Department of Biology, Rasht Branch, Islamic Azad University, Rasht, Iran.
Mol Biol Rep. 2025 Jul 2;52(1):666. doi: 10.1007/s11033-025-10777-9.
Cadmium is known to disrupt cellular proliferation through unregulated cell division. This process leads to activation of TNF-α cytokines, resulting in cellular damage and increased inflammation in cells, including brain cells. This study investigates the regulation of TNF-α and ERK gene expression patterns mediated by N-acetylcysteine in response to cadmium exposure in Wistar rats..
Wistar rats (n = 37) were divided into five groups: control (G1), acute cadmium exposure (G2), chronic cadmium exposure (G3), acute cadmium with N-acetylcysteine (G4), and chronic cadmium with N-acetylcysteine (G5). Brain tissue sections were prepared and stained with H&E. Then, the G-FAP was measured using immunohistochemistry. ELISA was employed to detect IL-1β and IL-10 levels. TNF and ERK gene expression was assessed using RT-PCR. Histopathological examination revealed increased glial inflammatory cells in groups G2 and G3. N-acetylcysteine reduced inflammatory cell infiltration, and G-FAP staining confirmed decreased astrocytic accumulation in G5. IL-1β levels significantly decreased in G5 after N-acetylcysteine therapy, while IL-10 levels increased after treatment but subsequently declined due to chronic cadmium exposure.

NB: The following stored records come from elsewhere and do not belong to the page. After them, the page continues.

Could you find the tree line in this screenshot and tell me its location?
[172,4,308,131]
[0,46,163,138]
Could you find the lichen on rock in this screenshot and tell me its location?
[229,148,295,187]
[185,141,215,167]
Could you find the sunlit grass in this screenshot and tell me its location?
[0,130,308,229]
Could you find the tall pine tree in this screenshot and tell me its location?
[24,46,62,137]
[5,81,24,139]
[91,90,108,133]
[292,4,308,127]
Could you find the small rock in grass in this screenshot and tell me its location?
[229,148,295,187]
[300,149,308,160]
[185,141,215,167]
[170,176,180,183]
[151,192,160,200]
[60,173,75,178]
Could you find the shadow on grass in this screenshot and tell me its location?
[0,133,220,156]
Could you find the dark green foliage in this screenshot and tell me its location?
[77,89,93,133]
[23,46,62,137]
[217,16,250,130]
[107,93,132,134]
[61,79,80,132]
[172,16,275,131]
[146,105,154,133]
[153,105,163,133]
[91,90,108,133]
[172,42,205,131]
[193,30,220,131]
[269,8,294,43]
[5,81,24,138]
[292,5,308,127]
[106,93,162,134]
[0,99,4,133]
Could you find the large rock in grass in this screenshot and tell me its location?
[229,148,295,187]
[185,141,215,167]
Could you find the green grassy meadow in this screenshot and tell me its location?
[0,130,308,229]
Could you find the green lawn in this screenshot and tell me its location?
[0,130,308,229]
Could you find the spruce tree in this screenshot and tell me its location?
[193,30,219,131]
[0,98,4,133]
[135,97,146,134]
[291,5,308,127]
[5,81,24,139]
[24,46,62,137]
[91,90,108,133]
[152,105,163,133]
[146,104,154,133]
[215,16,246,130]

TNF gene expression increased in G2 and G3 but decreased significantly in G5, demonstrating N-acetylcysteine's suppressive effect. Furthermore, ERK gene expression significantly increased in G2 and G3. However, there were notable decreases in both G4 and G5 compared to cadmium-exposed controls.

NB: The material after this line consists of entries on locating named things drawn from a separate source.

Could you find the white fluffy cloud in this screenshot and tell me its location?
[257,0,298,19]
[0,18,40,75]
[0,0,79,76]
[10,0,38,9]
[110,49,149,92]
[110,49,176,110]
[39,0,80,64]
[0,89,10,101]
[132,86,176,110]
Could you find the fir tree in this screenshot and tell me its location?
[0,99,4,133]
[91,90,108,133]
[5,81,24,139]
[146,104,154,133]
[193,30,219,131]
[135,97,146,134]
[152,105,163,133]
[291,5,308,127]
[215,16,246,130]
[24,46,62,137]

This study demonstrated that N-acetylcysteine mitigates oxidative stress-induced tissue damage, prevents apoptosis, and exhibits anti-inflammatory properties by downregulating TNF-α and upregulating ERK gene expression.
已知镉会通过不受调控的细胞分裂破坏细胞增殖。这一过程会导致肿瘤坏死因子-α(TNF-α)细胞因子激活,从而造成细胞损伤,并使包括脑细胞在内的细胞炎症增加。本研究调查了在Wistar大鼠中,N-乙酰半胱氨酸介导的TNF-α和细胞外信号调节激酶(ERK)基因表达模式对镉暴露的反应。
将37只Wistar大鼠分为五组:对照组(G1)、急性镉暴露组(G2)、慢性镉暴露组(G3)、急性镉暴露加N-乙酰半胱氨酸组(G4)和慢性镉暴露加N-乙酰半胱氨酸组(G5)。制备脑组织切片并用苏木精-伊红(H&E)染色。然后,使用免疫组织化学法测量胶质纤维酸性蛋白(G-FAP)。采用酶联免疫吸附测定(ELISA)法检测白细胞介素-1β(IL-1β)和白细胞介素-10(IL-10)水平。使用逆转录聚合酶链反应(RT-PCR)评估TNF和ERK基因表达。组织病理学检查显示,G2组和G3组的胶质炎性细胞增多。N-乙酰半胱氨酸减少了炎性细胞浸润,G-FAP染色证实G5组星形细胞积聚减少。N-乙酰半胱氨酸治疗后,G5组的IL-1β水平显著降低,而IL-10水平在治疗后升高,但随后由于慢性镉暴露而下降。TNF基因表达在G2组和G3组中增加,但在G5组中显著降低,表明N-乙酰半胱氨酸具有抑制作用。此外,ERK基因表达在G2组和G3组中显著增加。然而,与镉暴露对照组相比,G4组和G5组均显著下降。
本研究表明,N-乙酰半胱氨酸可减轻氧化应激诱导的组织损伤,预防细胞凋亡,并通过下调TNF-α和上调ERK基因表达表现出抗炎特性。